Mis pobres ojos son sólo dos, fijos y frontales. La naturaleza tendría que
sabiamente modificárnoslos, en una mezcla de caracol y gallina, por ejemplo,
para poder captar parte los acontecimientos. Por ahora, siguen siendo
apropiados para enfocar abarcativamente sólo a 25 o menos, como ocurre en Cuba
y en Estados Unidas. ¡Ah! casi se nos olvida, esos ojos gustan más de las
pantallas y de los ciberespacios que de nuestra presencia; de eso no cabe la
menor duda.
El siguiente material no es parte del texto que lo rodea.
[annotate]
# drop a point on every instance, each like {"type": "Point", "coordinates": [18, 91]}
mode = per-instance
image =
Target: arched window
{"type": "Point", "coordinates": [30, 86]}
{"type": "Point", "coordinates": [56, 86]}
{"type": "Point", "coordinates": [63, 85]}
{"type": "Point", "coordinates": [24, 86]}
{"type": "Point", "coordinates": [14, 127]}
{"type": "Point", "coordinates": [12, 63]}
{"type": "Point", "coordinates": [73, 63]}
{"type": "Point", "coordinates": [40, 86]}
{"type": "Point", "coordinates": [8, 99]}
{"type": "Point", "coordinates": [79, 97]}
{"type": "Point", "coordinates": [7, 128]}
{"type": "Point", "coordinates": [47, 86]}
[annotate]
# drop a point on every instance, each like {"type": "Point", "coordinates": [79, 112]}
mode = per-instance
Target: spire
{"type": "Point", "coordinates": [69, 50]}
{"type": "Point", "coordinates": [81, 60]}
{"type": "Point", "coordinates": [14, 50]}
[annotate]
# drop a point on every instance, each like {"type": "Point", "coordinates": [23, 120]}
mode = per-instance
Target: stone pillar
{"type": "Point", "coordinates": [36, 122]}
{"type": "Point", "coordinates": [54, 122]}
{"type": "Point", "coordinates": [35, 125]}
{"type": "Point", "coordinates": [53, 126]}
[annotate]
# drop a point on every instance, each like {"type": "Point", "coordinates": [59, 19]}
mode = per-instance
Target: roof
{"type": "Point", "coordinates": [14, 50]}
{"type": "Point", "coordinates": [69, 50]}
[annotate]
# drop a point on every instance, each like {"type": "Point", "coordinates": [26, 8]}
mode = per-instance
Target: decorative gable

Reunidos los 300.000 maestros y maestras de Colombia, no podríamos
en un minuto fijar la atención que produce una pantalla, puesto que son
millones y millones los estímulos que ella produce. Ahí, tenemos una desventaja
de centurias. No obstante, los maestros y maestras tenemos mirada de lince.
El oído: el ruido que soportamos supera ampliamente los 90 decibeles que un ser humano puede tolerar, el salón de clase es como un lugar donde hay más de media docena de locutores con sendos radios encendidos con prédicas distintas. Pero no es sólo esto. Hay 40 y más voces que llaman: “profe, no tengo lápiz”: “profe, esta niña me molesta”, “profe, ¿me deja ir al baño.?" ”, profe, ¿ya vamos a salir al recreo?. Pues, no todo el tiempo la clase es activa y ordenada, ni se sumerge en una pasión creativa y unificadora.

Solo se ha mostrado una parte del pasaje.